Let's go through each of these, one at a time. We'll consider not just whether we can use a tuple without generating errors, but whether it will make sense to do so in the context of building a program that deals with poker.

Note: The next post in this series will cover profiling. Profiling tools and strategies allow you to do much more targeted optimization, but going through each possible place to use a tuple in this example will be interesting as well.

The list all_cards

The list all_cards is always used the same way; we just pull cards from it randomly. We never add anything to it, and we never remove anything from it. All we ever do is read from this list.

If you're working on a program like this that simulates hands, it's safe and reasonable to convert this to a tuple.
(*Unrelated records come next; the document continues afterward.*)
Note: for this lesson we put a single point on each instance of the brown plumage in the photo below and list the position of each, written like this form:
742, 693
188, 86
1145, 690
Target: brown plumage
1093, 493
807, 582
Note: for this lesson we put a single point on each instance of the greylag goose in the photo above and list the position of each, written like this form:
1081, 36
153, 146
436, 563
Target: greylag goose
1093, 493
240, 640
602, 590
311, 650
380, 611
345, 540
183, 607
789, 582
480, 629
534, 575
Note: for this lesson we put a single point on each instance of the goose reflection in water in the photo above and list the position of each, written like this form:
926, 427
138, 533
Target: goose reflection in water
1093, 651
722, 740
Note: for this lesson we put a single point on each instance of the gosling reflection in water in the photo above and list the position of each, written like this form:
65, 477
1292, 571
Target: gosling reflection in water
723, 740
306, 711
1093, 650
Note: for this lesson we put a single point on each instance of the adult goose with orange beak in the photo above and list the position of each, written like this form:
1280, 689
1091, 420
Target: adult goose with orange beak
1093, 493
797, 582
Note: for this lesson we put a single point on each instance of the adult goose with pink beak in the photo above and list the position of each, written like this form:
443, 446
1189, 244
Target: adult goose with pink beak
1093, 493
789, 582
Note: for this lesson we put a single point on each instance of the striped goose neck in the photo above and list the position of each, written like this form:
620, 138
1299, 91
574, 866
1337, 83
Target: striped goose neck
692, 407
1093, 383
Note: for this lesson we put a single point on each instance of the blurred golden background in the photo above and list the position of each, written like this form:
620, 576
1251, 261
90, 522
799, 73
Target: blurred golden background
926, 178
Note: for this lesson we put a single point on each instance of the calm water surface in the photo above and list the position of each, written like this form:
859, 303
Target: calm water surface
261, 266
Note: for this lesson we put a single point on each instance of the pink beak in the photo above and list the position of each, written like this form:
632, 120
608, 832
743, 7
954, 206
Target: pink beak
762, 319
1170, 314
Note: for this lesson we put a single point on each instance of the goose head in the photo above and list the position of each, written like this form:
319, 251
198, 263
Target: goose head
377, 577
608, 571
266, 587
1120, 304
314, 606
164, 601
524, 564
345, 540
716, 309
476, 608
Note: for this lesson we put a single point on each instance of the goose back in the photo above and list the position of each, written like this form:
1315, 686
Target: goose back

One of the main reasons to keep using a list here is if you're simulating a deck, and you want to remove a card from the list each time it's dealt into a hand.

We're not doing that, so let's replace this with a tuple and see if it breaks the program. If it still works, we'll see if there's any impact on the efficiency of the program:

all_cards = (2, 3, 4, 5, 6, 7, 8, 9, 10, 'j', 'q', 'k', 'a')

We just changed one line. The program still works, but it still takes 15.9 seconds on my system.

The sequence all_cards is created once, but read from many times. The dynamic nature of the list does not impact this program’s performance much, so replacing it with a tuple doesn’t improve the program’s efficiency.

Each hand as a tuple

In this example, every hand is stable as soon as it's drawn. We never remove cards from a hand, and we never add cards to the hand. That's not true for all variations of poker. If your program needs to handle variations of poker with dynamic hands, tuples would not work.

Let's return each hand as a tuple, and see what happens. This only requires a modification to get_hand():

def get_hand(hand_size=5):
    """Return a hand of cards."""
    return tuple(choice(all_cards) for _ in range(hand_size))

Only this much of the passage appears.